Matt Henry occupies an unusual place in the New Zealand cricket playing roster. It's rare you find the Canterbury seamer is not in a test or ODI squad but it's equally rare you find him in the final XI.
Henry is one of a cluster of good quality fast-medium bowlers in New Zealand cricket. Trent Boult, Tim Southee and Neil Wagner hold prime spots in the test set-up, and their numbers show they deserve that primacy.
At 26, he is coming into his prime, a few years younger than the other three, and is next in line with the likes of Doug Bracewell, Lockie Ferguson, Adam Milne, Ben Wheeler and Scott Kuggeleijn, getting the odd chance and looking to push their case for a greater presence.
He's into his first season with Kent in the English county championship and has been a roaring success. In the first three games, Henry has taken a remarkable 27 wickets at a gob-smacking average of 8.6 apiece, top of the charts at this early point.
There were match figures of 7-70 against Gloucestershire, 12-73 against Durham and 8-90 against Glamorgan.

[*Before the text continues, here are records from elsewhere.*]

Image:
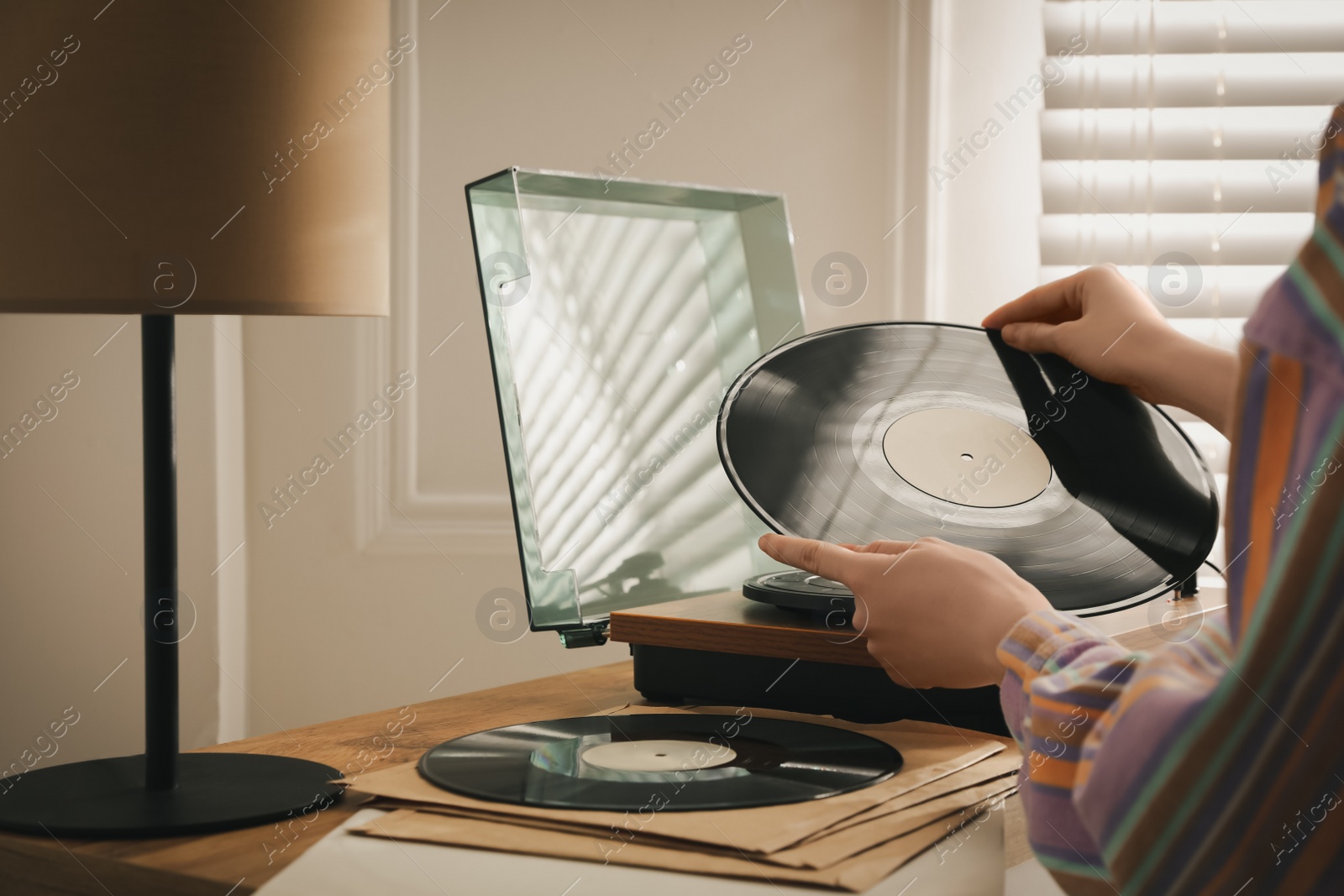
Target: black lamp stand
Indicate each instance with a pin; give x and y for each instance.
(161, 793)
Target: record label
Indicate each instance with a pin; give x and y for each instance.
(967, 457)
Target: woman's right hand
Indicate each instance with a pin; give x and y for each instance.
(1097, 320)
(1106, 327)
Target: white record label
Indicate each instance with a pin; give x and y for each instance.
(967, 457)
(658, 755)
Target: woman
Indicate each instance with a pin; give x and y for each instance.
(1211, 766)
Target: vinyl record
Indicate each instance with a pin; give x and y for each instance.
(665, 762)
(906, 430)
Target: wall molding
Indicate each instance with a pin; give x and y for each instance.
(393, 513)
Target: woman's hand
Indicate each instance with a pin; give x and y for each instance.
(1106, 327)
(933, 613)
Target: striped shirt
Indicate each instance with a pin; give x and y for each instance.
(1216, 765)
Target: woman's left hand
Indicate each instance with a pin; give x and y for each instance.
(933, 613)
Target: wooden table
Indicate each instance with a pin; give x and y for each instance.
(235, 862)
(239, 862)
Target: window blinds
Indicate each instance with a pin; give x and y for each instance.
(1180, 147)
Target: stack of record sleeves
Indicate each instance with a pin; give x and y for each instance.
(712, 790)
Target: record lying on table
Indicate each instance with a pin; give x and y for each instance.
(897, 432)
(679, 761)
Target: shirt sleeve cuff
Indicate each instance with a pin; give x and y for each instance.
(1042, 642)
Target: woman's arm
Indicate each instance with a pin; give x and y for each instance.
(1105, 325)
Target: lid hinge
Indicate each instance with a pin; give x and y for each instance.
(593, 634)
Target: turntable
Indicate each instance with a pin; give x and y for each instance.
(624, 316)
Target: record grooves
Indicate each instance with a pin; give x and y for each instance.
(665, 762)
(900, 432)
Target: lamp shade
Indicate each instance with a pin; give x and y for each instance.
(223, 157)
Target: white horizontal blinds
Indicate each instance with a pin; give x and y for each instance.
(1186, 127)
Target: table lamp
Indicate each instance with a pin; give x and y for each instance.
(161, 157)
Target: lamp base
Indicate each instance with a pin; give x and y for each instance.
(215, 792)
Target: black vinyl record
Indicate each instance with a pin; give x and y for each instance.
(665, 762)
(907, 430)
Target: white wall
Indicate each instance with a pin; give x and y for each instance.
(351, 607)
(339, 629)
(71, 547)
(987, 215)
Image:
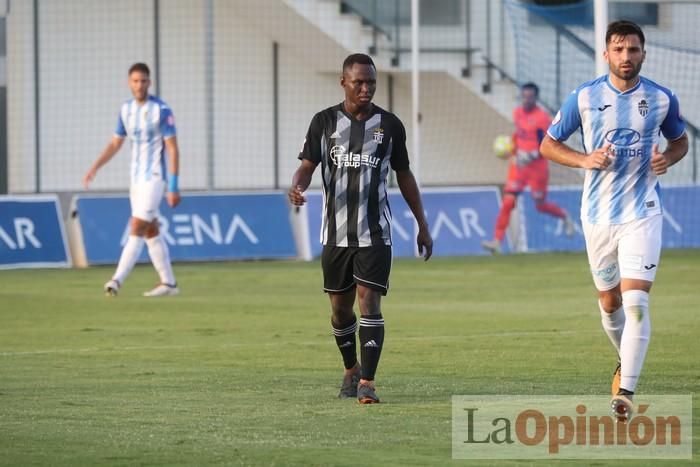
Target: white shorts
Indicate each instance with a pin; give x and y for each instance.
(145, 198)
(627, 251)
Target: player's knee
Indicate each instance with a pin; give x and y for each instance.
(610, 300)
(152, 229)
(370, 301)
(139, 227)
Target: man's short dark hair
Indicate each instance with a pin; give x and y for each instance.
(531, 85)
(624, 28)
(360, 59)
(140, 67)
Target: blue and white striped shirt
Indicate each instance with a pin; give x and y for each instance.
(631, 122)
(147, 126)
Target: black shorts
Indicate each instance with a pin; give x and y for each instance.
(344, 267)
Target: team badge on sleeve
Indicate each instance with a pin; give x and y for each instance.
(643, 108)
(557, 118)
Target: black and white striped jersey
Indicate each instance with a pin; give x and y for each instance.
(355, 157)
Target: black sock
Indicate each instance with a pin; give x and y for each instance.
(345, 338)
(371, 340)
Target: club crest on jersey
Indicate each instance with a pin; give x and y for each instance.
(643, 108)
(378, 135)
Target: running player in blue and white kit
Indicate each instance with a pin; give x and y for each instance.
(149, 123)
(621, 116)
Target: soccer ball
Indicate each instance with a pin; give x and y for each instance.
(503, 146)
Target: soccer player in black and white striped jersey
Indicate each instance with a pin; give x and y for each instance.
(356, 143)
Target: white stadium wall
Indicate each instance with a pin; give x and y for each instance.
(86, 48)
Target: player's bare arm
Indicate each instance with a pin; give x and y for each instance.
(560, 153)
(173, 194)
(107, 153)
(409, 191)
(300, 182)
(676, 150)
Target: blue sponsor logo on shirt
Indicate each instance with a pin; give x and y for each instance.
(622, 137)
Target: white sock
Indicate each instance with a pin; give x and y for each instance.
(635, 337)
(613, 324)
(130, 254)
(160, 257)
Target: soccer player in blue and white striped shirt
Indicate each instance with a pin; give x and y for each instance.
(621, 116)
(150, 125)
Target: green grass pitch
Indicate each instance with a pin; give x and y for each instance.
(241, 368)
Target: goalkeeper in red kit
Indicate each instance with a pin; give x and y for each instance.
(527, 167)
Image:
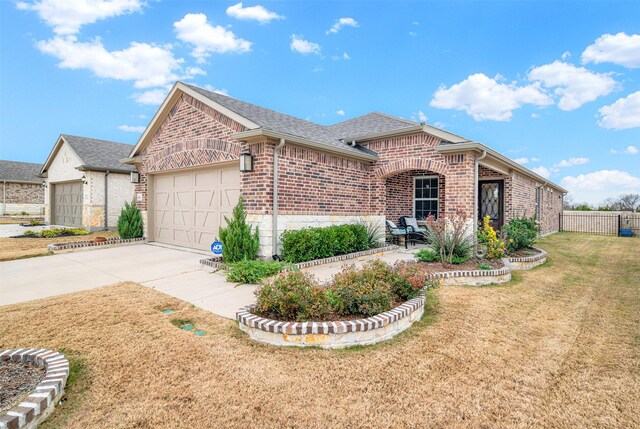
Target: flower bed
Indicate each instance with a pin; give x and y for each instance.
(56, 247)
(37, 406)
(526, 262)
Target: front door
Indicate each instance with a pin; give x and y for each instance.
(491, 202)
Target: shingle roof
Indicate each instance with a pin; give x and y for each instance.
(100, 154)
(371, 123)
(20, 171)
(331, 135)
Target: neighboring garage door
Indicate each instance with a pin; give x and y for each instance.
(189, 207)
(67, 204)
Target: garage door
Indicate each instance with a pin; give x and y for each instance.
(67, 204)
(189, 207)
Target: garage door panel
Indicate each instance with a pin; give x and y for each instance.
(197, 202)
(67, 203)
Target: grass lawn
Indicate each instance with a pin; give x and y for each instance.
(557, 347)
(17, 248)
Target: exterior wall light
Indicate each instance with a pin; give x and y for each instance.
(246, 162)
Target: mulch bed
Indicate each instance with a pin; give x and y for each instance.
(522, 253)
(17, 379)
(470, 265)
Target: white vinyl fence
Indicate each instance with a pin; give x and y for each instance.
(601, 223)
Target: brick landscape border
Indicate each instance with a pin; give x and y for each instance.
(330, 335)
(216, 263)
(37, 406)
(56, 247)
(526, 262)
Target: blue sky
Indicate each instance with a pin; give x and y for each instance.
(555, 85)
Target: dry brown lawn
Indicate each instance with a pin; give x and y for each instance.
(557, 347)
(17, 248)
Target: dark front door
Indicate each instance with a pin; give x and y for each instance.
(491, 202)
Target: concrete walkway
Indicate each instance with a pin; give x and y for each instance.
(175, 272)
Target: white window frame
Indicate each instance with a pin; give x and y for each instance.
(436, 199)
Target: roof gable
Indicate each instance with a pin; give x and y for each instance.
(94, 154)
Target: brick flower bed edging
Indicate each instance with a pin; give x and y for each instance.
(37, 406)
(331, 335)
(56, 247)
(474, 277)
(217, 263)
(526, 262)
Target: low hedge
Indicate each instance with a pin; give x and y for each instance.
(307, 244)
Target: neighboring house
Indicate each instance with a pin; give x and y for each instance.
(22, 190)
(79, 172)
(372, 167)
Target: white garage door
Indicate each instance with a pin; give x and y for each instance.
(189, 207)
(67, 204)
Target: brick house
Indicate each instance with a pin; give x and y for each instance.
(85, 179)
(22, 190)
(372, 167)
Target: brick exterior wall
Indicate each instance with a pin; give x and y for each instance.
(23, 193)
(192, 134)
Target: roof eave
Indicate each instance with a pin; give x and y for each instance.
(479, 148)
(261, 132)
(102, 169)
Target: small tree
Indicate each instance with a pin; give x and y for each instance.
(239, 241)
(130, 221)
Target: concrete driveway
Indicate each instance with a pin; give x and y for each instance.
(174, 272)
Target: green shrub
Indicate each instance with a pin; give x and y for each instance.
(252, 271)
(237, 237)
(409, 280)
(130, 221)
(365, 291)
(316, 243)
(427, 255)
(292, 296)
(520, 233)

The Duke ball, a longstanding friend to seam and swing bowlers, has helped and Henry acknowledged it doesn't hurt to have that ball in his hand rather than the Kookaburra used in Australasia, but now under threat from the makers of the Duke.
"It swings nicely, especially when it's brand new. It does help you out a bit but you've still got to bowl in the right areas," he said. "But I've felt really good for a wee while with the ball. In these conditions, you've got to bring the stumps into play, bowl nice and full and be challenging people's defences as much as you can."
Early-season conditions have also helped, although the pitches haven't been as green as might have been anticipated, and have been on the slow side. Henry's contract is for seven first-class games, then eight in England's one-day competition, a nice little period which will still leave some time for a break before next summer.
English cricket has introduced a rule where the visiting team can choose to bowl first, rather than have a traditional toss. So far, Kent haven't had a toss yet. They were sent in against Gloucestershire, then chose to bowl at Durham and Cardiff. Henry isn't sold on the idea, which is to mitigate against groundsmen preparing pitches to suit the home county, and would prefer there was a toss.
"You've still got to back yourselves whether batting or bowling to win the game. The toss, it's just part of the game and having that uncertainty or bit of luck is part of it."
Henry has stuck pretty much to what works for him, rather than tinkering much in England. He appreciates the importance of getting batsmen coming on to the front foot.
"I want to make sure I'm not wasting the ball by trying to beat the outside edge, but trying to bring lbw and bowled into play a bit more."
So far, so good, and Henry's loving his time at Kent. He's played nine tests, taking 25 wickets at 46 and has an impressive 67 wickets in 35 ODIs at 24.5. He is the sort of bowler who doesn't let the team down when given a chance. His record shows he gets good batsmen out. Expect another solid push towards nailing more opportunities next season.